Western Nebraska Observer - Observations all along the line - Kimball & the Southern Panhandle First

Honoring their ultimate sacrifice


In memory of those who offered up the ultimate sacrifice protecting the freedoms we enjoy as Americans, members of VFW Post #2243 and the Kimball County Veteran’s Service Office invite everyone to join them for the 2018 Memorial Day Service.

Scheduled for 10 a.m. on Monday, May 28, at the Kimball Cemetery. The service will open with a welcoming message and a prayer by Pastor Rich Thomas.

A patriotic song will be followed by the laying of the wreath for the unknown soldier by Joyce Witt and Amy Sapp, VFW #2243 Auxiliary members.

A new demonstration will illustrate the folding of the Flag with descriptions for each fold just prior to the keynote speaker, Lieutenant Colonel George L. “Ripper” Chapman, the Commander of the 320th Missile Squadron at Francis E. Warren Air Force Base in Cheyenne, Wyo.

A flag will be presented to Jim Wann, son of Walt Wann, in his honor. The Honor Guard will then salute and Taps will be played before the raising of the Flag and the Star Spangled Banner.

Veteran’s that have passed away from the area will be honored and veterans that are in attendance recognized with name, rank, and branch of service.

Flags will be raised before the closing prayer is offered. The VFW Post #2243 will then host a hamburger feed at the local post, located at 227 S. Chestnut in Kimball. Free will donations will be accepted.

In years past, a Flag retirement ceremony followed the services and luncheon, however, this year there will be a separate ceremony at a later date.

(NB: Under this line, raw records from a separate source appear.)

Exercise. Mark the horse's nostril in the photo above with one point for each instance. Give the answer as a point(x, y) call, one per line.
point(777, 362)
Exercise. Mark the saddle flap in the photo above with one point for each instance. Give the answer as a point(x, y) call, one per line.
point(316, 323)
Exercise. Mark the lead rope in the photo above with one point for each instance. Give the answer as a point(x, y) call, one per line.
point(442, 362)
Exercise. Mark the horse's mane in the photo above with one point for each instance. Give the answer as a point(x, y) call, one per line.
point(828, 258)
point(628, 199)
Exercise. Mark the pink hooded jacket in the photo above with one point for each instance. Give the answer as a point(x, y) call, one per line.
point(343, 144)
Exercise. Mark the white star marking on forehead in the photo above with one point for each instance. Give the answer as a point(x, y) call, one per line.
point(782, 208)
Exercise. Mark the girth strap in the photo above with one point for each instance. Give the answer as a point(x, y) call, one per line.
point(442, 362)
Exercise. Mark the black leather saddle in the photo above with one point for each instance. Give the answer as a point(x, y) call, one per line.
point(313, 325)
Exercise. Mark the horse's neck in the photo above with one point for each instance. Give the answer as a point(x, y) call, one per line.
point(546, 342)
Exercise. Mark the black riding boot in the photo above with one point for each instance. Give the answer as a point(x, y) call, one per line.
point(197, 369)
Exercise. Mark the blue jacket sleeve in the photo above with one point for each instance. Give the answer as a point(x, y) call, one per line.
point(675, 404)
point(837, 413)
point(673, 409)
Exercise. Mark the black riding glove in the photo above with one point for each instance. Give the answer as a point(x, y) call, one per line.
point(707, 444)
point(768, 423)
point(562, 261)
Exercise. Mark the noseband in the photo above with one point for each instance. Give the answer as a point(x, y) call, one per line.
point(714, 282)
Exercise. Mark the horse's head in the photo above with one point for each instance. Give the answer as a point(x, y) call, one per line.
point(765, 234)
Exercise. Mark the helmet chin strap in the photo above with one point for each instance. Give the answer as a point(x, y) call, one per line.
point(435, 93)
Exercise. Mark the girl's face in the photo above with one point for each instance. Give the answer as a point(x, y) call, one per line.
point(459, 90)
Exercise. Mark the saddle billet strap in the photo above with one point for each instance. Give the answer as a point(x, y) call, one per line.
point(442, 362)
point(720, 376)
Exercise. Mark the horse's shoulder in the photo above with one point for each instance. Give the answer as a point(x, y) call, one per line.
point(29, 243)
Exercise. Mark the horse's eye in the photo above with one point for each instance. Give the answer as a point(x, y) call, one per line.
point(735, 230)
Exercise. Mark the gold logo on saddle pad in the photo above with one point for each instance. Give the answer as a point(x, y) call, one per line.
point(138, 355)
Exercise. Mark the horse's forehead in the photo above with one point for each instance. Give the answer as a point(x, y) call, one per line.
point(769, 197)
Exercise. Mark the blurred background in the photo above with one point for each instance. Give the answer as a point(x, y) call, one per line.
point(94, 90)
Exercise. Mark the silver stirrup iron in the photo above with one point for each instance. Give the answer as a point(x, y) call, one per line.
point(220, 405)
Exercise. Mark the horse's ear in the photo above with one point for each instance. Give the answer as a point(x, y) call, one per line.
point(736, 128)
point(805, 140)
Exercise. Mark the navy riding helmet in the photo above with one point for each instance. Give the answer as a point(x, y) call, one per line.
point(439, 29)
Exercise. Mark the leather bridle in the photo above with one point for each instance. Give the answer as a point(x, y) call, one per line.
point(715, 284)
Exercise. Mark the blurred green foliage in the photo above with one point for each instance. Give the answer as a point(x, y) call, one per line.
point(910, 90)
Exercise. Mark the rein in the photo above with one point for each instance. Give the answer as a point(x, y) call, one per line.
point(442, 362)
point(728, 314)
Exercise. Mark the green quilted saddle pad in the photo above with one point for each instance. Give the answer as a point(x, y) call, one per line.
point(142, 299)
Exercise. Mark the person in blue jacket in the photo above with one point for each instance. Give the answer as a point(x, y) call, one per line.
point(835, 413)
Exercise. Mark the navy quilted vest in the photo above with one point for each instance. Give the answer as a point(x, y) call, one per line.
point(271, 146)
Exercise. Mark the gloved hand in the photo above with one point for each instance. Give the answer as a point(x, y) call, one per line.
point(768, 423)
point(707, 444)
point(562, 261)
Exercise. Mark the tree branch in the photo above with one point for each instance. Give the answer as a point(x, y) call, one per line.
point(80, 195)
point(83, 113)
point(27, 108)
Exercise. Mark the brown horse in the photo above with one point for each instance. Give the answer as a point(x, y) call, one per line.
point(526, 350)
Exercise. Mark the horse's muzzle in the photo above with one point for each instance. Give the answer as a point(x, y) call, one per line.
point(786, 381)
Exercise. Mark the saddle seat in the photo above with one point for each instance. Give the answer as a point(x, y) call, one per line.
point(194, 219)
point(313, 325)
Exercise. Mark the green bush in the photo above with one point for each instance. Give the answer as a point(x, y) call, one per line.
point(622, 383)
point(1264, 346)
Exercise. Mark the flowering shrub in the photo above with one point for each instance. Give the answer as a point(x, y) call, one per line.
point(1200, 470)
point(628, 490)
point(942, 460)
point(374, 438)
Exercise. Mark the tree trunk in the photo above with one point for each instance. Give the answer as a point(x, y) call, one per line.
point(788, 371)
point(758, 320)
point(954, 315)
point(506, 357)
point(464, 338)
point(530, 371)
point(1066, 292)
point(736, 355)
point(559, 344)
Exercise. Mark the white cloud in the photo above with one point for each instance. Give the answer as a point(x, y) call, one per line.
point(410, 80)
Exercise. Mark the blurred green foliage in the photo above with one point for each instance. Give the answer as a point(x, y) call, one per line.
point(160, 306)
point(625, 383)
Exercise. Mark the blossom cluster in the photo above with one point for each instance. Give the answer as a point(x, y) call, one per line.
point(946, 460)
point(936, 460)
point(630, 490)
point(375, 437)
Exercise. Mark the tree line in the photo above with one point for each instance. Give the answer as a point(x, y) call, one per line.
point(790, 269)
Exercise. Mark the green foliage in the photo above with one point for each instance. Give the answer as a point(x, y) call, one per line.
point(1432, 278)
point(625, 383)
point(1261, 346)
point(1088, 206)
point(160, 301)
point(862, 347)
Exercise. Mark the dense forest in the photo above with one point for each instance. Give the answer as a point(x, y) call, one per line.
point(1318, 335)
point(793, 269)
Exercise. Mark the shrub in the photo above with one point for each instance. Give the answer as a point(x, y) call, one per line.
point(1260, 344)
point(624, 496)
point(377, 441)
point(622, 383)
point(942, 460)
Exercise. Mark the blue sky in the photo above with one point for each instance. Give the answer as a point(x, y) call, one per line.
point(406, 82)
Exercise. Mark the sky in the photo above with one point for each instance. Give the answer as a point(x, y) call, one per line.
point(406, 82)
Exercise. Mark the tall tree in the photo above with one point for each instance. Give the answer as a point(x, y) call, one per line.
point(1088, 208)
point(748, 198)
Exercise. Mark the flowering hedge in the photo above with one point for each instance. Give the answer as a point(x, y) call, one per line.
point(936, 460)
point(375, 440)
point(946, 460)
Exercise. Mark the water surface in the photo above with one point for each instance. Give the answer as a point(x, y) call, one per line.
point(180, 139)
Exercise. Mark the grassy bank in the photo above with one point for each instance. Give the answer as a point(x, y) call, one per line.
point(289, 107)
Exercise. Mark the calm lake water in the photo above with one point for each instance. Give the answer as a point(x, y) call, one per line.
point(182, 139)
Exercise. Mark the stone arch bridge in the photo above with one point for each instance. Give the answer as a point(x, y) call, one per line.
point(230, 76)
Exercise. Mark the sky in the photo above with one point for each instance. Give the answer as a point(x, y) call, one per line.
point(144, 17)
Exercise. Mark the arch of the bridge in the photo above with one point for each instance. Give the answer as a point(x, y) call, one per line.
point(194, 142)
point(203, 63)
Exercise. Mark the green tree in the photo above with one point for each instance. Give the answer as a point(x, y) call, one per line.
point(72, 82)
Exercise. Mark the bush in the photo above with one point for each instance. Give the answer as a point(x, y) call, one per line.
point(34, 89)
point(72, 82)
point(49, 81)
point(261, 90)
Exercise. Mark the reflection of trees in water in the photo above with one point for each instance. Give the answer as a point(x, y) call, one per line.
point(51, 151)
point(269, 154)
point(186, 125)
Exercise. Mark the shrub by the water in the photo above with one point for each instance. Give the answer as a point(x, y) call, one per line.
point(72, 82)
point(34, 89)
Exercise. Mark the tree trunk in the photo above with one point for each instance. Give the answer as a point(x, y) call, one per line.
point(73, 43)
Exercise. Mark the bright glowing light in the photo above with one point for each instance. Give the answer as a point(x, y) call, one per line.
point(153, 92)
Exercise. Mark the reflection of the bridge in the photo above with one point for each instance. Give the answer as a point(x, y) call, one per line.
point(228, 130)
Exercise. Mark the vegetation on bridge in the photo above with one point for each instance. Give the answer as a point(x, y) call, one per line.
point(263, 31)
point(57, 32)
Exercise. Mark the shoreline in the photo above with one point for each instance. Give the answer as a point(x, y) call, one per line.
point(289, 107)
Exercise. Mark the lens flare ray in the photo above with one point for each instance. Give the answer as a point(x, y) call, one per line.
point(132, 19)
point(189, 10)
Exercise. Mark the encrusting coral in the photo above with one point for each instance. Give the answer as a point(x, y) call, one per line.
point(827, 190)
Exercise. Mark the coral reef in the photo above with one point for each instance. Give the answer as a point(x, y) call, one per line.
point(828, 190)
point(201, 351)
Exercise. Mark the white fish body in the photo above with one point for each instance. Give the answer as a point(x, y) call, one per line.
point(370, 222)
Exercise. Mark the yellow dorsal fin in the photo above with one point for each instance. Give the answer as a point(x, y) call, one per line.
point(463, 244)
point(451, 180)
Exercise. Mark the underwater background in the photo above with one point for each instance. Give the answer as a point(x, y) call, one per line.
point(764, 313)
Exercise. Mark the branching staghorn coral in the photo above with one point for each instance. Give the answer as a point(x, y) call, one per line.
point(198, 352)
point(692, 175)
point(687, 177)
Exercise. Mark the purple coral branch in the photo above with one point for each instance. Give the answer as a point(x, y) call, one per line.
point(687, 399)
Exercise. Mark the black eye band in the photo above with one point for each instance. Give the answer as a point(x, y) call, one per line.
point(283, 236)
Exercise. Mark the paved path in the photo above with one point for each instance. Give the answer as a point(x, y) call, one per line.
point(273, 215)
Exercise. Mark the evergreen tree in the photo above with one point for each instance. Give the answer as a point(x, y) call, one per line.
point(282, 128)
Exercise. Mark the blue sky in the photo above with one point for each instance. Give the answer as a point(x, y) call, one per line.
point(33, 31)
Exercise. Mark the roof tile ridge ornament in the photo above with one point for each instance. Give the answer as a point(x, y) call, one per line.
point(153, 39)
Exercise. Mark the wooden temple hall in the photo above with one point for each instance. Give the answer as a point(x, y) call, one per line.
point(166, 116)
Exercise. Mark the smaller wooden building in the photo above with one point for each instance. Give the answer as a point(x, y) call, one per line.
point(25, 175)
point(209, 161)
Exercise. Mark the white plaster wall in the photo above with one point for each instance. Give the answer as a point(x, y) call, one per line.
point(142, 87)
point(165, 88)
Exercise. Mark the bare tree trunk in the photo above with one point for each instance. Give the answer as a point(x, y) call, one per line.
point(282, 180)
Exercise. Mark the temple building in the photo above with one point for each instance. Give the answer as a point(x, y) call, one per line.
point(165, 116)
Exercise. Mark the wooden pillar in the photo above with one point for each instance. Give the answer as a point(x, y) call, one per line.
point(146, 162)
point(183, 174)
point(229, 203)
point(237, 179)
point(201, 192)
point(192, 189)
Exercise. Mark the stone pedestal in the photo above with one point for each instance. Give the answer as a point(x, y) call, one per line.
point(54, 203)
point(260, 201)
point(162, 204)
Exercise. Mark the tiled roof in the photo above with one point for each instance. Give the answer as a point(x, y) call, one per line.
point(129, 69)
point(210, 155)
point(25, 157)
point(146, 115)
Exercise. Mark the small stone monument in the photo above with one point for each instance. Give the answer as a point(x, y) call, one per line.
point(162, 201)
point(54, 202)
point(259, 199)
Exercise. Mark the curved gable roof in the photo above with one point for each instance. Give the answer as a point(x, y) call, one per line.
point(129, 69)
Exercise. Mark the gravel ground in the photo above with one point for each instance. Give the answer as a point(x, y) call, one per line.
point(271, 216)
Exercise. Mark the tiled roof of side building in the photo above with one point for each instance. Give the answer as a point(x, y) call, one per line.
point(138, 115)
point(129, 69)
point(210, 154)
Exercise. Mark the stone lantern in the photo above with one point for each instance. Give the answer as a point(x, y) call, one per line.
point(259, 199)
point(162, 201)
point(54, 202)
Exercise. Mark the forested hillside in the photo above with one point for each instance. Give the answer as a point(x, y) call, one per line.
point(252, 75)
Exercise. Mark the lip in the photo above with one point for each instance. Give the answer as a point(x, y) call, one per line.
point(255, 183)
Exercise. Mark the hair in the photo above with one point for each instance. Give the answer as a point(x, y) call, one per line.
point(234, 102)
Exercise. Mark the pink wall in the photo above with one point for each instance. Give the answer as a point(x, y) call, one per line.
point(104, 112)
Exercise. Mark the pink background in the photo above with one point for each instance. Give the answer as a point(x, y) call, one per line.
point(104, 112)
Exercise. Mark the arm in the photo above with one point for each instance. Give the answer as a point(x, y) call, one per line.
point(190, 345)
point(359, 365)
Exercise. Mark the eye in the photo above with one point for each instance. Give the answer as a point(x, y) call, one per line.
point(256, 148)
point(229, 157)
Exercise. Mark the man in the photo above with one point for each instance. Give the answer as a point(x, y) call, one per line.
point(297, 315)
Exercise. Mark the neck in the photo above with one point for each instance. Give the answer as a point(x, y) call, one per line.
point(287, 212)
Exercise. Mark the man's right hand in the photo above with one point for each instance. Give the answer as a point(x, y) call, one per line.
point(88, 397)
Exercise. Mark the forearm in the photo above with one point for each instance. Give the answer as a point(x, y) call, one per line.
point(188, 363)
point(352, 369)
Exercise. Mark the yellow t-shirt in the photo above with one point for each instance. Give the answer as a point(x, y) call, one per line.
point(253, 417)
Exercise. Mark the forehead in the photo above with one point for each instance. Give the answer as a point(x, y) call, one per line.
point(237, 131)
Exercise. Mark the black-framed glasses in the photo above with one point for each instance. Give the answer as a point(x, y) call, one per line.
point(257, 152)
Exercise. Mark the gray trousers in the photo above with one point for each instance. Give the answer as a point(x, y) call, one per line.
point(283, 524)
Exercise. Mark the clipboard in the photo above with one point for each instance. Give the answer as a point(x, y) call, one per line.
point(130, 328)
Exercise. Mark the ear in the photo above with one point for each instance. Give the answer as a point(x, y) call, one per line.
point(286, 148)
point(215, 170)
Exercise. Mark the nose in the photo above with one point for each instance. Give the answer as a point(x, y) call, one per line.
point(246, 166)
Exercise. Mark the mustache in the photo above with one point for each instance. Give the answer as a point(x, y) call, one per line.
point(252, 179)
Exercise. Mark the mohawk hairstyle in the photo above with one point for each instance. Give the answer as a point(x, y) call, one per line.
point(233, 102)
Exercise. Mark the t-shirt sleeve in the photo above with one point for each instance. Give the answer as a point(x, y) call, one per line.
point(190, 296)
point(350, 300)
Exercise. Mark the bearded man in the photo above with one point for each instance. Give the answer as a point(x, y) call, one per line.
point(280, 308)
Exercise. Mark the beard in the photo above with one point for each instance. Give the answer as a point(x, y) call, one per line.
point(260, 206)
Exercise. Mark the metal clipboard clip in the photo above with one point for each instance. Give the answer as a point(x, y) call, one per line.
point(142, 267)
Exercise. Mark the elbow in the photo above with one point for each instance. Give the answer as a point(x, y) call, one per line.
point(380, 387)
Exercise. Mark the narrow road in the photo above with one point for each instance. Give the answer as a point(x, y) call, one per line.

According to the website usmemorialday.org, in traditional observance, the flag of the United States is raised briskly to the top of the staff and then solemnly lowered to the half-staff position, where it remains only until noon. It is then raised to full-staff for the remainder of the day. The half-staff position remembers the more than one million men and women who gave their lives in service of their country. At noon, their memory is raised by the living, who resolve not to let their sacrifice be in vain, but to rise up in their stead and continue the fight for liberty and justice for all.